In the second installation of our open source [Cloud Foundry (CF) toolbox series](/2015/07/22/building-an-open-source-cloud-foundry-toolbox/ we would like to introduce CF-Metrics, a comprehensive solution for Cloud Foundry monitoring and alerting based solely on open source projects. In a world of unreliable cloud infrastructure and distributed micro service architectures, monitoring and alerting are as critical now as they’ve ever been. Even when you learn to expect failure (or better yet embrace it) and build self healing platforms like Cloud Foundry, you still need monitoring and alerting to analyze why there was a failure and how to make it not happen again in the future.

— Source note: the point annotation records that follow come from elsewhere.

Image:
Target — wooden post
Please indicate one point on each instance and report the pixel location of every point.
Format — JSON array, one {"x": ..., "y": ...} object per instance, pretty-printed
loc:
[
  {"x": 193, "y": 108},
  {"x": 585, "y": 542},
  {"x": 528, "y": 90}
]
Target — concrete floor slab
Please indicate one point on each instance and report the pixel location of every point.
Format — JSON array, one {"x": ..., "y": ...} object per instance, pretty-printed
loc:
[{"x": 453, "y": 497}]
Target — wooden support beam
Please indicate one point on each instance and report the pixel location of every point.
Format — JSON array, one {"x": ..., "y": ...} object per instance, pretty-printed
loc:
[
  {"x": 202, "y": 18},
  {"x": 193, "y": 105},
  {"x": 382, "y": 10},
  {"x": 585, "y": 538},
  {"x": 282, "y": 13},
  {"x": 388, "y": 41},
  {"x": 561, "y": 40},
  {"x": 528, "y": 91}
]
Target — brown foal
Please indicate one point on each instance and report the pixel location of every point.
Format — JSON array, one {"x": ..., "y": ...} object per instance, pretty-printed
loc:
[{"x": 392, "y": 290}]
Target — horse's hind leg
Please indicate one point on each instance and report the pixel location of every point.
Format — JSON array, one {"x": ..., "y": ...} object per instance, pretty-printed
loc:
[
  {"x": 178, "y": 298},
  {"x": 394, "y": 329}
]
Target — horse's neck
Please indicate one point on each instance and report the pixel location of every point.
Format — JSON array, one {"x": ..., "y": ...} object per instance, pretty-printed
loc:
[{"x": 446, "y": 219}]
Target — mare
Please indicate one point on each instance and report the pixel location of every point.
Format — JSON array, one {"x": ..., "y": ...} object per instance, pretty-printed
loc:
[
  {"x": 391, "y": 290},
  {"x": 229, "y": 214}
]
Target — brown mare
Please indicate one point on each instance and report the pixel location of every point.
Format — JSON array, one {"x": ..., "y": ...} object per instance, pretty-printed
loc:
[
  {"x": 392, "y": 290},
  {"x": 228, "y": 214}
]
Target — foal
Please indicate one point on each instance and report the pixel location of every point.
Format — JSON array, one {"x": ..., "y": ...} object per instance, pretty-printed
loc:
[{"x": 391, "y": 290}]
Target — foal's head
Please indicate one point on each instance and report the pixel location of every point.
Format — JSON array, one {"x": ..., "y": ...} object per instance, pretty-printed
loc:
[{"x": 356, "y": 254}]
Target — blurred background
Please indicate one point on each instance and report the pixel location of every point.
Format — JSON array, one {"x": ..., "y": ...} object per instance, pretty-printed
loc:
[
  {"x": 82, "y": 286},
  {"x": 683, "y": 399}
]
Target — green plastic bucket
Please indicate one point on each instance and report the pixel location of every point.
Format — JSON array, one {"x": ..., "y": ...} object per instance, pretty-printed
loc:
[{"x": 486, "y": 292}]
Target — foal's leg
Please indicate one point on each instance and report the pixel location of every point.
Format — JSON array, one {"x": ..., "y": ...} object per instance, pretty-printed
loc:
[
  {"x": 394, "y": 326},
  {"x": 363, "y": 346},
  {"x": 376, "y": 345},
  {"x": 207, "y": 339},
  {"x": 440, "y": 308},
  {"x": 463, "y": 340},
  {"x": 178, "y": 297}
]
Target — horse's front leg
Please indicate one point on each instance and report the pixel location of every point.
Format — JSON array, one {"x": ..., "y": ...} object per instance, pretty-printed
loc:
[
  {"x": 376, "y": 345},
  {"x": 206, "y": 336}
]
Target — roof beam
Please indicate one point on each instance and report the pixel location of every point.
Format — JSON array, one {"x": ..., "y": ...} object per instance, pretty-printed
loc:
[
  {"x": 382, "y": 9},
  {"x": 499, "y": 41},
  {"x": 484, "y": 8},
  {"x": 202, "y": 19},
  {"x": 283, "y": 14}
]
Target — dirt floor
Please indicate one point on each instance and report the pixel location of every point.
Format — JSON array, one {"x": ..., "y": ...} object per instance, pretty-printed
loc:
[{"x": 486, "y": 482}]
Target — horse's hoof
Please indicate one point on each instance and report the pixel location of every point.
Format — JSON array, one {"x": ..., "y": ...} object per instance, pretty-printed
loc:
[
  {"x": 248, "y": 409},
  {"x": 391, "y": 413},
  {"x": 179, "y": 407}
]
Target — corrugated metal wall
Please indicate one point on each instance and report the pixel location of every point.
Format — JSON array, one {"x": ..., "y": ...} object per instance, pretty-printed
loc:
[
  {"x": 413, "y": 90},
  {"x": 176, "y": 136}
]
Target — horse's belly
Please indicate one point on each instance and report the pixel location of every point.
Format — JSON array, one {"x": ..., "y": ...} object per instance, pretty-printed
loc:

Lowering the Cost of Entry
When we first started with Cloud Foundry at Monsanto, monitoring was one of the key areas the team needed to tackle to feel comfortable running the platform. Maybe it’s a placebo effect, but knowing I have the ability to graph any metric at will keeps me from loosing sleep at night. And although this topic remains highly requested in meetups and mailing lists, publicized documentation and more importantly downloadable working implementations are still relatively sparse.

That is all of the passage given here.